Au regard de l'historique de ce sigle, en un peu plus d'une génération, il a muté plusieurs fois. Il y a eu le FLN “d'et-thawra”, puis après la parenthèse du bureau politique (Ben Bella), il y a eu le “Parti-État” (Boumediene), puis le “Parti Unique” (Chadli), puis avec le multipartisme il est devenu au même titre que les autres partis politiques un simple – en théorie – “Parti FLN” (Zeroual), pour se transformer en un “FLN-cadre” où trônait le portait d'un président d'honneur (une aberration de plus) grabataire (Bouteflika). Ce FLN n'a pas fini de muter, puisqu’avec le Hirak, il prône “un changement en douceur des institutions de la République”. 
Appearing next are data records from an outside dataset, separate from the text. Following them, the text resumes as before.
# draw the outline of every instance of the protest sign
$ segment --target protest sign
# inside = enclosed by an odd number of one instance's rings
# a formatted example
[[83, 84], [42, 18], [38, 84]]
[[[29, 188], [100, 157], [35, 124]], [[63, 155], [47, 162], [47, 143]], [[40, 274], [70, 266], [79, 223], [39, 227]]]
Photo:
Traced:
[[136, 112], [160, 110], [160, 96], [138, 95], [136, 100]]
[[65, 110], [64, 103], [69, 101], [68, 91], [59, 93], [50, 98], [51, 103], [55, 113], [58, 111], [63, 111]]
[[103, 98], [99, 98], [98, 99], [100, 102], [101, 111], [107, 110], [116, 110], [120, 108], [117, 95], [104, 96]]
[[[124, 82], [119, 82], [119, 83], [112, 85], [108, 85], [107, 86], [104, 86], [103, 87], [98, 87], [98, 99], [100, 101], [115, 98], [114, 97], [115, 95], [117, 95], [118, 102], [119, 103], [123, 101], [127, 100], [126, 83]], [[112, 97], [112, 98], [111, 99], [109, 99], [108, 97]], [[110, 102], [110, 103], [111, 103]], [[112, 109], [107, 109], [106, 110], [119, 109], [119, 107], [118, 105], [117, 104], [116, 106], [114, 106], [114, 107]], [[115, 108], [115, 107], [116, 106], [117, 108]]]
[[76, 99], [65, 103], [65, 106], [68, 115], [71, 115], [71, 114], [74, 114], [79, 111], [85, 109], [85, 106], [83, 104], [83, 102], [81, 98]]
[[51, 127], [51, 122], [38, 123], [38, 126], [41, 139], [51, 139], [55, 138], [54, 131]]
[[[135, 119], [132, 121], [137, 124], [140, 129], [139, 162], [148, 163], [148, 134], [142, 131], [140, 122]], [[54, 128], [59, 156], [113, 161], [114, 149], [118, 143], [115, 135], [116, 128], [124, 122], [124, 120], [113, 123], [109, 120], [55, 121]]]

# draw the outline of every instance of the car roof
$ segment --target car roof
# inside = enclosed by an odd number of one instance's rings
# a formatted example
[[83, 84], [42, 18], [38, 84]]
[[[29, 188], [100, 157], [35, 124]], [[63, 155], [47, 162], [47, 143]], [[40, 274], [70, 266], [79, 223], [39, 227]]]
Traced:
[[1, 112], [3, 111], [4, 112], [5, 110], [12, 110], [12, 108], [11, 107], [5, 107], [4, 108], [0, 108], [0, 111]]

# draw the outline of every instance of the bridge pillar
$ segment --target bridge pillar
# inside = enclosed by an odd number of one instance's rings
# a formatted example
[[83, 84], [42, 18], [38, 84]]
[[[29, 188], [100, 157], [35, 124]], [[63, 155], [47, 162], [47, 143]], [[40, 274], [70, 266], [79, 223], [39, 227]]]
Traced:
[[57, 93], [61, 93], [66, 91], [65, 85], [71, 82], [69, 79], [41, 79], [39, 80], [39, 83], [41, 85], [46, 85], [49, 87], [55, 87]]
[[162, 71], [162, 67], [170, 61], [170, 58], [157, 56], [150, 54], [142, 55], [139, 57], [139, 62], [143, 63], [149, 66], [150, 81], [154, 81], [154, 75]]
La descente aux enfers du pays est dans une très large mesure l'œuvre des dirigeants issus de ce parti. Le temps jugera ceux qui en firent une police politique pour réduire des patriotes au silence et tous les usurpateurs qui, au nom d'une violente et pseudo “légitimité révolutionnaire”, ont embastillé le FLN et hypothéqué l’avenir des générations passées, présentes et futures. Le Vrai, l’Historique FLN est devenu un sigle honni. Quel sacrilège ! Sauvons le FLN de Didouche, de Ben Boulaïd, de Abane, de Ben M’hidi…, celui des chouhada et des authentiques moudjahidine.

Rendons le FLN au FLN. À sa glorieuse Histoire. Ne plus permettre qu'il soit traîné dans la boue ! Nos meilleurs étudiants n’arrivent que difficilement à faire la différence entre l’un et l’autre FLN tant leur esprit a été pollué par une phraséologie qu’ils portent comme une camisole. Pour les sortir de l’épais brouillard de cette condamnable manipulation scientifique, nous avons introduit dans nos conférences l’adjectif “historique” pour désigner le FLN de 54-62.

L’actuel secrétaire général de l’Organisation nationale des moudjahidine (ONM) – une organisation de masse des plus officielles et des plus présentes sur la scène nationale, faiseuse à sa manière des présidents de la République – a été bien inspiré par le souffle du Hirak en relevant et en dénonçant l'infâme imposture dont a été victime le FLN. La dissolution pure et simple à laquelle il a appelé n'est qu'un juste retour des choses. Une première manche vient d’être remportée, la seconde suivra avec le temps qui s’accélère. 

Enseignements
Deux enseignements au moins sont à mettre au compte de ce papier :
1- Décréter le 8 mai de chaque année “Journée nationale de la Mémoire”, il le fallait. Mais pour donner du sens à cette décision, il est impératif de mettre fin, en toute urgence, à la gestion policière des Archives nationales. Comparer la fréquentation des salles de lecture des centres d'archives d'Oran, d'Alger et de Constantine des années 1970-1990 – qui étaient de véritables ruches, alors que le nombre d'étudiants était très en deçà de ce qu'il est à présent – à la fréquentation de ces mêmes salles aujourd'hui, c'est tout simplement le désert. Un véritable gâchis. Dans les locaux des Archives de la wilaya d'Alger ou de Birkhadem, on entendrait les mouches voler. Seul le discours est trompeur. La réalité ne s'exprime pas, elle s'observe.

2- L’humilité est la mère des politiques. Se placer au-dessus de l’Histoire n’est qu’ignorance doublée d’arrogance. Pour avoir ignoré l’Histoire et n’avoir pas appris des erreurs de leurs prédécesseurs et de leurs propres erreurs, habités pour certains par la forme extrême de la mégalomanie, nos gouvernants ont récolté ce qu’ils ont semé, mais en plongeant, malheureusement, dans leur chute le pays dans l'incertain. Espérons que la rupture salvatrice initiée par le Hirak ne sera pas un simple coup d’épée dans l’eau. L’Algérie est à la croisée des chemins. Les Algériens l'espèrent. L’Histoire, à l’affût, jugera.